Nights of Azure 2 takes places long after the events of its predecessor and follows a new cast of characters. Similar to the first game, Curia agent Aluche is searching for a way to take down the Moon Queen so that her dear friend, Liliana, doesn’t need to be sacrificed. The eternal night is threatening to engulf the world, and so time is of the essence to both find the Moon Queen and a way to defeat her. Unlike with Nights of Azure, the sequel has time constraints (although they’re very lax) where you need to defeat bosses to delay the incoming darkness.
A sequel which feels much more focused and refined.
The story is better presented here with cinematic cutscenes and less filler — the first game felt very specific in what you had to do to proceed, but it didn’t explain it very well. I found myself enjoying the story at a breezy pace here, stopping for the game’s many side-quests whenever I fancied.
Many of the side-quests are character specific and so you’ll want to switch out your ally character when you visit the hotel, and others are time-sensitive. You don’t need to tackle all of the side-quests, but I recommend going for a few for the blood to level up. Aluche and her Servans aren’t going to level themselves up! The gameplay in general feels a lot smoother and responsive here and, thankfully, there’s a jump button. The button layout means that you won’t be as likely to do something else by mistake, which is a big issue I had with the first game.
Each ally has affection for you, and if you take them out on missions then you can raise both their level and their affection for you. There’re six hearts to fill, and it’s pretty grindy to max out all of them – especially if you’re worried about the time limit. I enjoy the scenes you get when someone’s affection for you grows, although I focused mostly on one character at a time — I wasn’t finishing this game with no max affection from anyone!
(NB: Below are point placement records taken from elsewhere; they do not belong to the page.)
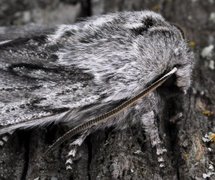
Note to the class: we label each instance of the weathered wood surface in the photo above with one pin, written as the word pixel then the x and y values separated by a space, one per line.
pixel 128 154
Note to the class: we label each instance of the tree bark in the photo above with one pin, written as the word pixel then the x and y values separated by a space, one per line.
pixel 128 154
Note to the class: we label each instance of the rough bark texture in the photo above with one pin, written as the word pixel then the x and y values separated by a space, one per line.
pixel 127 154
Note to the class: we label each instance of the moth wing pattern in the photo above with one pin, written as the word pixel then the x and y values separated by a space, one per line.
pixel 73 73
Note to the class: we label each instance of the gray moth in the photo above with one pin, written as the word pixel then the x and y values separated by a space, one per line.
pixel 70 74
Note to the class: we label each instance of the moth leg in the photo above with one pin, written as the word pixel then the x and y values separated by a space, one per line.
pixel 73 148
pixel 151 128
pixel 4 138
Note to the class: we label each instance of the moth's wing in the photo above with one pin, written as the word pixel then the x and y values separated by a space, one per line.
pixel 38 85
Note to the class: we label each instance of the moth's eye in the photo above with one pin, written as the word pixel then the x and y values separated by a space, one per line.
pixel 145 25
pixel 148 22
pixel 181 31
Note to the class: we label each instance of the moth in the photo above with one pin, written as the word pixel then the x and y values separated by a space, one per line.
pixel 73 74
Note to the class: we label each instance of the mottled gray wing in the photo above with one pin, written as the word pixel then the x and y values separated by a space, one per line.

Allies have different strengths and weaknesses, and you’re able to utilise their unique skills and perform combos with them. If you focus on the same enemies and land multiple attacks in a row at the same time, then you can perform a powerful move which sees the pair of you team up for a massive area-of-effect attack. Servans also have unique abilities and you can only equip two instead of four this time around, but they’re much more useful and can allow you to reach high places, transform into weapons and burn or cut things that are blocking your path.
I found myself enjoying the story at a breezy pace here, stopping for the game’s many side-quests whenever I fancied.
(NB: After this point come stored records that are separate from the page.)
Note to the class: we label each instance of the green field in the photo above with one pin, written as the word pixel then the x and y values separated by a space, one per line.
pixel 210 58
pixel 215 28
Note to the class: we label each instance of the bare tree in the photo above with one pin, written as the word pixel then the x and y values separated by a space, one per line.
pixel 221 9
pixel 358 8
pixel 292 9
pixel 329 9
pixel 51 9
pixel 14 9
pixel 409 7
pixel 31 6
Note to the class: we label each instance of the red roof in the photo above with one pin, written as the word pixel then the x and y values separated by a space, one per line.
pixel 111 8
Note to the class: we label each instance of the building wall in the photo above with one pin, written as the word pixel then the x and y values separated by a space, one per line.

As with all Gust games, Nights of Azure 2 boasts a gorgeous aesthetic which entertains every step of the way. Taking place primarily at night-time, Nights of Azure 2 has plenty of blacks, blues, purples and other dark colours to fit the game’s atmosphere. It doesn’t feel quite as bleak and oppressive as you’d expect from the overall narrative, but this is due to the colourful characters who look a little more optimistic than their surroundings.
There’s some fan-service thanks to the hotel’s swimming pool (and some scantily swimsuits) and a cast consisting mostly of girls, but I enjoyed many of the game’s yuri undertones and it’s focus on friendship and, though it’s slightly less focused on, romance. It’s a rather beautiful game both visually and in its narrative, and I’d love to see Gust explore this IP in a third game.
Yet again there’s no English dub, and yet again it’s not an issue. Nights of Azure, and Gust games in general, are very niche and so an English dub might work in drawing in a few more fans but would it really? Probably not. Gust has a dedicated fanbase, and chances are they, like me, will gobble up anything they put out. And why shouldn’t we? They’ve proven to be a consistently fantastic developer with a variety of unique IP.
I’m getting away from the point a little bit, but the Japanese voice-over is lively with text that’s easy on the eyes, and the soundtrack is catchy and fits the game’s night-time atmosphere — there’s a lot of piano, and there’s something magical and quaint about Nights of Azure 2‘s world – despite it’s current predicament – that the soundtrack captures.
There’s something magical and quaint about Nights of Azure 2‘s world.
Nights of Azure 2: Bride of the New Moon is a sequel which improves upon its predecessor in every way, with a greater focus on storytelling, improved visuals, and smoother gameplay with much more to experiment with. I enjoyed the first game a lot but if Gust are able to make this level of improvement in only one game, then I’d be excited to see if they’ll work on a third game. Gust have hit the right notes with me again and their games, as always, are a pleasure to play.